Posté le 17.10.2020 à 18h08
Plus tôt dans la journée, ils ont évoqué leur cinéma au Théâtre des Célestins. Les « frères » ont invité deux personnes à s’exprimer sur scène, au nom des milliers de précaires de l’hôtellerie, de la restauration, etc. menacés par la situation sanitaire.
Copyright Institut Lumière / Romane Reigneaud - Jean-Luc Mège Photography
Luc Dardenne
Peu de choses ont changé depuis Rosetta. Depuis que le film est sorti en 1998, l’inégalité sociale est restée très forte, en France comme en Belgique. L’humiliation ressentie par celui qui est exclu de la communauté du travail, et de la communauté humaine tout simplement, est encore là.
Jean-Pierre Dardenne
Nous ne faisons pas un cinéma militant à proprement parler.
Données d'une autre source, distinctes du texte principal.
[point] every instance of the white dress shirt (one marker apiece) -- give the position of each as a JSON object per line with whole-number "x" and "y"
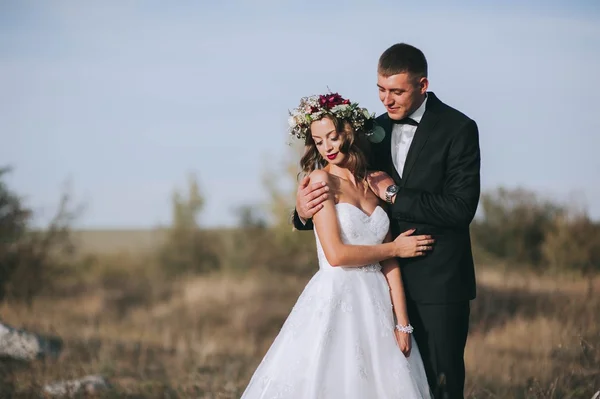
{"x": 402, "y": 136}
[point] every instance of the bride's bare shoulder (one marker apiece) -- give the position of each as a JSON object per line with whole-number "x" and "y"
{"x": 319, "y": 175}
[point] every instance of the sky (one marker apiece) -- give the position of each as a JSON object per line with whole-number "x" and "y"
{"x": 122, "y": 100}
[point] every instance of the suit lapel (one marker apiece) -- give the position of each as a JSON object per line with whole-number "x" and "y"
{"x": 430, "y": 119}
{"x": 385, "y": 150}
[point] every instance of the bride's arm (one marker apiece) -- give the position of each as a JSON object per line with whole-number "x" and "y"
{"x": 391, "y": 270}
{"x": 340, "y": 254}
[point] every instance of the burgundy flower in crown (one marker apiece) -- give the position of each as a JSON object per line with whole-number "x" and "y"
{"x": 329, "y": 101}
{"x": 313, "y": 108}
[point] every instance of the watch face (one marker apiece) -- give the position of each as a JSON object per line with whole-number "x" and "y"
{"x": 393, "y": 189}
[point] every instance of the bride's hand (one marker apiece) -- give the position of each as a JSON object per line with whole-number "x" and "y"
{"x": 404, "y": 342}
{"x": 408, "y": 246}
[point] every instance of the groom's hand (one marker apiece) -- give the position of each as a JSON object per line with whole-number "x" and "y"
{"x": 309, "y": 198}
{"x": 378, "y": 182}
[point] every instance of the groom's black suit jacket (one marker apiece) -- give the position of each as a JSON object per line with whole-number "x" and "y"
{"x": 438, "y": 195}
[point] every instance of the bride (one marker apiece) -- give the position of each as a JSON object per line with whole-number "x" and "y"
{"x": 348, "y": 335}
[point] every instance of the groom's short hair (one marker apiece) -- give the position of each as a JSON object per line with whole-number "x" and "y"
{"x": 402, "y": 58}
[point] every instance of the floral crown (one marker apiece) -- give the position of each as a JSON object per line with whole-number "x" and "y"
{"x": 316, "y": 107}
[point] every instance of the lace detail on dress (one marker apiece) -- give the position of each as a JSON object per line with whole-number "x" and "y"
{"x": 357, "y": 228}
{"x": 338, "y": 341}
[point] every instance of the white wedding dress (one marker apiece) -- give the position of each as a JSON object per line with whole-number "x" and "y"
{"x": 338, "y": 341}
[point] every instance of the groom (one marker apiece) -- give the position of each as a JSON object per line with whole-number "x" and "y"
{"x": 431, "y": 152}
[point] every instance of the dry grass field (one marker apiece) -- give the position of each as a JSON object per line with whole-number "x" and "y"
{"x": 202, "y": 337}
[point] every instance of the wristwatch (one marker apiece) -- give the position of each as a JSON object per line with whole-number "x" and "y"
{"x": 390, "y": 192}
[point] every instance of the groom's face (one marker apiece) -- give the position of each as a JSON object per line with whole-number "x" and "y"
{"x": 401, "y": 94}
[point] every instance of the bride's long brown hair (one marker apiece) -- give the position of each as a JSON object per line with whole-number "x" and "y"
{"x": 354, "y": 145}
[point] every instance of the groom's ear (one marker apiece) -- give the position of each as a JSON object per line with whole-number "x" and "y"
{"x": 423, "y": 84}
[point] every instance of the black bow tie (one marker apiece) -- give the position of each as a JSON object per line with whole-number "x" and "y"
{"x": 405, "y": 121}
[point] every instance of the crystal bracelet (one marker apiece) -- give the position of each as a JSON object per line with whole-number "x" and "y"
{"x": 408, "y": 329}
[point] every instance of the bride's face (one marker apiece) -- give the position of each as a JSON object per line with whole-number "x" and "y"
{"x": 328, "y": 141}
{"x": 401, "y": 94}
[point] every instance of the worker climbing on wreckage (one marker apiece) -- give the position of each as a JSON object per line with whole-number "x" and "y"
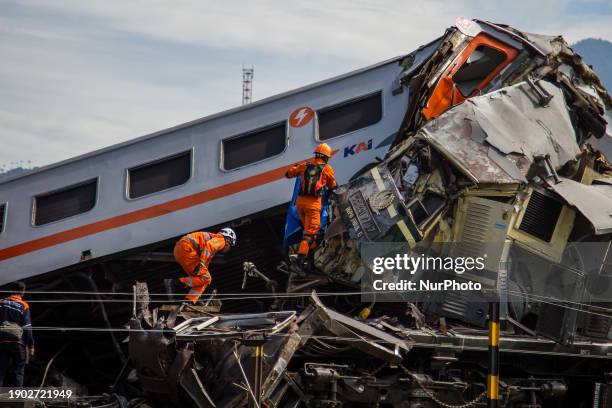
{"x": 194, "y": 252}
{"x": 316, "y": 175}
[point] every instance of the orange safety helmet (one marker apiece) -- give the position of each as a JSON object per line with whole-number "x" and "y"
{"x": 324, "y": 150}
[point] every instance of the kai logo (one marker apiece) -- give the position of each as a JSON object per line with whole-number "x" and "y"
{"x": 357, "y": 148}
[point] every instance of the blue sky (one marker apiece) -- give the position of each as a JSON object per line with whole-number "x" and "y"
{"x": 78, "y": 75}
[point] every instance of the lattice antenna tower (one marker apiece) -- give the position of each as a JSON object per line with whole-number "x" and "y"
{"x": 247, "y": 85}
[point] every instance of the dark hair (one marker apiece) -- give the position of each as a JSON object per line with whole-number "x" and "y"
{"x": 15, "y": 287}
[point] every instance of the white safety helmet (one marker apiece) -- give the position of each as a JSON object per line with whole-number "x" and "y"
{"x": 229, "y": 235}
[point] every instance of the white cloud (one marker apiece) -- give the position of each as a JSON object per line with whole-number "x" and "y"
{"x": 77, "y": 75}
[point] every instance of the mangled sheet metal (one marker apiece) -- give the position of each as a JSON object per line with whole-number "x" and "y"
{"x": 593, "y": 201}
{"x": 493, "y": 139}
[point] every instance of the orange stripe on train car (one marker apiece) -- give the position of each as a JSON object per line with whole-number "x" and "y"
{"x": 144, "y": 214}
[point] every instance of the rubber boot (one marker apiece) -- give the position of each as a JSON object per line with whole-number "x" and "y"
{"x": 297, "y": 266}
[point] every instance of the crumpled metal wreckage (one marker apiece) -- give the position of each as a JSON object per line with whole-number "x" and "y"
{"x": 498, "y": 151}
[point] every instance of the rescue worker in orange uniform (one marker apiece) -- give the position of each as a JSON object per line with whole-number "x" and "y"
{"x": 16, "y": 340}
{"x": 316, "y": 174}
{"x": 194, "y": 252}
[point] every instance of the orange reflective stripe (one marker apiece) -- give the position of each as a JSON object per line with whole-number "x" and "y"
{"x": 157, "y": 210}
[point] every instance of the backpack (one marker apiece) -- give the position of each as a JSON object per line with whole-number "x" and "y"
{"x": 311, "y": 185}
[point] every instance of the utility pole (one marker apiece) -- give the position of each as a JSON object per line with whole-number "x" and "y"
{"x": 247, "y": 85}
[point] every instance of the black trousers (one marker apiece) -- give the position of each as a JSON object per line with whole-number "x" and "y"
{"x": 12, "y": 364}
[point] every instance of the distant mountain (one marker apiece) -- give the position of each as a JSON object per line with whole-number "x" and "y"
{"x": 598, "y": 54}
{"x": 14, "y": 172}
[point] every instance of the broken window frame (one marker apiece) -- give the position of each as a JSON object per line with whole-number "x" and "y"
{"x": 486, "y": 40}
{"x": 35, "y": 202}
{"x": 342, "y": 104}
{"x": 438, "y": 101}
{"x": 478, "y": 86}
{"x": 128, "y": 175}
{"x": 251, "y": 133}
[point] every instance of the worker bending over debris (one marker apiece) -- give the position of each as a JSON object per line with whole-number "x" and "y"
{"x": 316, "y": 174}
{"x": 194, "y": 252}
{"x": 16, "y": 340}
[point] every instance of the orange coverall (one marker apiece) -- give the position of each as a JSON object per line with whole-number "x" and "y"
{"x": 309, "y": 206}
{"x": 194, "y": 252}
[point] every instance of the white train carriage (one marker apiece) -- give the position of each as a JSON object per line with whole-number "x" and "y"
{"x": 202, "y": 173}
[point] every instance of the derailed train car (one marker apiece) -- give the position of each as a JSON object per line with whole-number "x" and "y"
{"x": 496, "y": 154}
{"x": 497, "y": 148}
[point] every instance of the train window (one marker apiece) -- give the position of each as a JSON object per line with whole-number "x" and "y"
{"x": 2, "y": 216}
{"x": 159, "y": 175}
{"x": 65, "y": 203}
{"x": 349, "y": 116}
{"x": 254, "y": 146}
{"x": 481, "y": 62}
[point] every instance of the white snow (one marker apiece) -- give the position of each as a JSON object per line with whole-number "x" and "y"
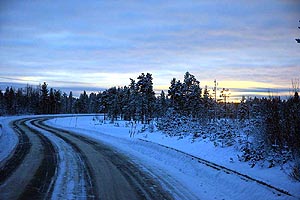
{"x": 69, "y": 182}
{"x": 8, "y": 138}
{"x": 188, "y": 178}
{"x": 183, "y": 176}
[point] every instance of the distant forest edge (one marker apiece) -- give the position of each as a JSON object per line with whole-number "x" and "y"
{"x": 266, "y": 129}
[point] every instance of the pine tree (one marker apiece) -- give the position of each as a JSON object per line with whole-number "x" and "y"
{"x": 44, "y": 103}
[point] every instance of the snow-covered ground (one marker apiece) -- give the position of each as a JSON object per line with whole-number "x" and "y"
{"x": 194, "y": 177}
{"x": 8, "y": 139}
{"x": 179, "y": 173}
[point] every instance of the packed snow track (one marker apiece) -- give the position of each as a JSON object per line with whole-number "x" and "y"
{"x": 58, "y": 157}
{"x": 50, "y": 163}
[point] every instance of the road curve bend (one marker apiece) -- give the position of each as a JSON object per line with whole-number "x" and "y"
{"x": 50, "y": 163}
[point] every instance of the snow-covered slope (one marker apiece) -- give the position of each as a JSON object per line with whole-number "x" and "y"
{"x": 179, "y": 170}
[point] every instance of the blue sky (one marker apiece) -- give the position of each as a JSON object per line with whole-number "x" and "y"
{"x": 99, "y": 44}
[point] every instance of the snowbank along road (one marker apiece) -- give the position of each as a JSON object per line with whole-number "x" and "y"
{"x": 52, "y": 163}
{"x": 73, "y": 163}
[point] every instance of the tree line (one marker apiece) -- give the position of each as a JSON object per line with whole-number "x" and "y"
{"x": 275, "y": 123}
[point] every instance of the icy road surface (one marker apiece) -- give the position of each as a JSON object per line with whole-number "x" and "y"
{"x": 75, "y": 158}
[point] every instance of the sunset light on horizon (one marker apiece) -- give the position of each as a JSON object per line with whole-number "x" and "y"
{"x": 248, "y": 47}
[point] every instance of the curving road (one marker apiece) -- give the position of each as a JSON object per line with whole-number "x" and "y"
{"x": 49, "y": 163}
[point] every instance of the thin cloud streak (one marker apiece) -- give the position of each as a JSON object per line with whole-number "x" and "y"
{"x": 96, "y": 42}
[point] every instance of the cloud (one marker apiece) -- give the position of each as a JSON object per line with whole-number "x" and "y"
{"x": 91, "y": 41}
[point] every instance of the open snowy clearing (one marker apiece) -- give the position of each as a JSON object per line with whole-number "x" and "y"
{"x": 202, "y": 181}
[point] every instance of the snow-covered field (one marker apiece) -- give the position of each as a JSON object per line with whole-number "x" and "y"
{"x": 202, "y": 181}
{"x": 180, "y": 173}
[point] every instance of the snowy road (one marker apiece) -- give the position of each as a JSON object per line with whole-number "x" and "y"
{"x": 61, "y": 165}
{"x": 57, "y": 159}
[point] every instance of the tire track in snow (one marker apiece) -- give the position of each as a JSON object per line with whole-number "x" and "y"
{"x": 122, "y": 179}
{"x": 21, "y": 150}
{"x": 77, "y": 169}
{"x": 225, "y": 169}
{"x": 31, "y": 177}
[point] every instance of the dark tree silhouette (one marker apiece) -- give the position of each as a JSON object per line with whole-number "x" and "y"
{"x": 298, "y": 39}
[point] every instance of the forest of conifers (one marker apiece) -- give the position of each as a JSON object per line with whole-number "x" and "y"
{"x": 266, "y": 128}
Nous nous intéressons à la singularité de chaque présence que nous filmons, nos personnages ne sont jamais des représentants car ils ne sont les représentants que d’eux mêmes.
Luc
Nous souhaitons que notre film aime le spectateur, que celui-ci devienne Rosetta, qu’il partage sa détresse au fur et à mesure que le film se déroule. En donnant pour cela une vraie existence au personnage, en le filmant de manière à ce qu’il ait une certaine autonomie, pour qu’il échappe au spectateur. Plus il vous échappe, plus vous êtes concerné par lui, plus vous vous sentez changer vous même. Que le spectateur devienne quelqu’un d’autre comme cette exclue de la société qu’est Rosetta. Qu’il ne puisse pas se débarrasser du personnage.
Luc
Techniquement, on part d’un fait divers, on parle d’un personnage que l’on pourrait mettre dans telle ou telle situation, et quand on sent qu’il y a quelque chose on réfléchit à une suite de scènes, à un moment d’action pour notre histoire. « Rosetta : on l’exclut de la société ». « Tue t-elle Riquet ? » On est heureux quand on a enfin le scénario. On fait ensuite notre casting ensemble, et l’on répète tous les deux pendant cinq semaines avec notre caméra vidéo, dans des décors déjà choisis où l’on imagine où sera tel ou tel mur etc. On découvre alors nos plans, on fait la « chorégraphie » du plan en présence de nos acteurs. On choisit les costumes et on est prêts pour commencer le tournage.
Jean-Pierre
Il y a un côté bricolage dans le cinéma qui est très amusant. Les accessoires sont loin d’être accessoires, et leur donner de la présence donne une immense intériorité. Le rôle des costumes est très important. Les comédiens se mettent dans une certitude quand ils se voient dans tel ou tel habit. Ça les assoit dans une image plus ou moins flatteuse de leur personnage. Or on aime les contredire, et se contredire entre nous, on adore ça. Car plus on est dans l’incertitude, plus on est dans l’instant présent et plus le spectateur s’identifie.
Luc
En gros on se voit mal soi-même.
Jean-Pierre
Exactement, c’est pour ça qu’il faut être deux. Parfois on ne sait même plus comment on s’appelle. Jean-Luc, Pierre ?
Luc
Le style vient en cherchant, aussi avec notre cadreur. Rosetta, nous nous placions derrière elle et essayions de la suivre, on n’était pas en avance sur son personnage. On ne sait pas où elle va, elle ne le sait pas elle-même, donc on construit le moins possible. Le jeune Ahmed fait la course vers la mort et personne ne va l’arrêter, donc on sait qu’on va le filmer dans une sorte de course.
Jean-Pierre
Dans notre mise en scène on essaie de donner une place à Rosetta, car elle ne trouve pas sa place dans la société. Elle n’a pas sa place dans le cadre. Il y a une espèce de vérité de la matière qui commence à prendre comme quand tu commences à pétrir une pâte qui ensuite lèvera. C’est un va-et-vient.
Jean-Pierre
Et il faut accepter que les choses vous échappent, que les raccords et les soudures vont être faits par le spectateur. Ce sont des obsessions que l’on a quand on travaille. Pialat appelait cela « être dans le cul des choses ». Nous, comme nous sommes belges, nous le disons plus poliment, mais c’est l’idée.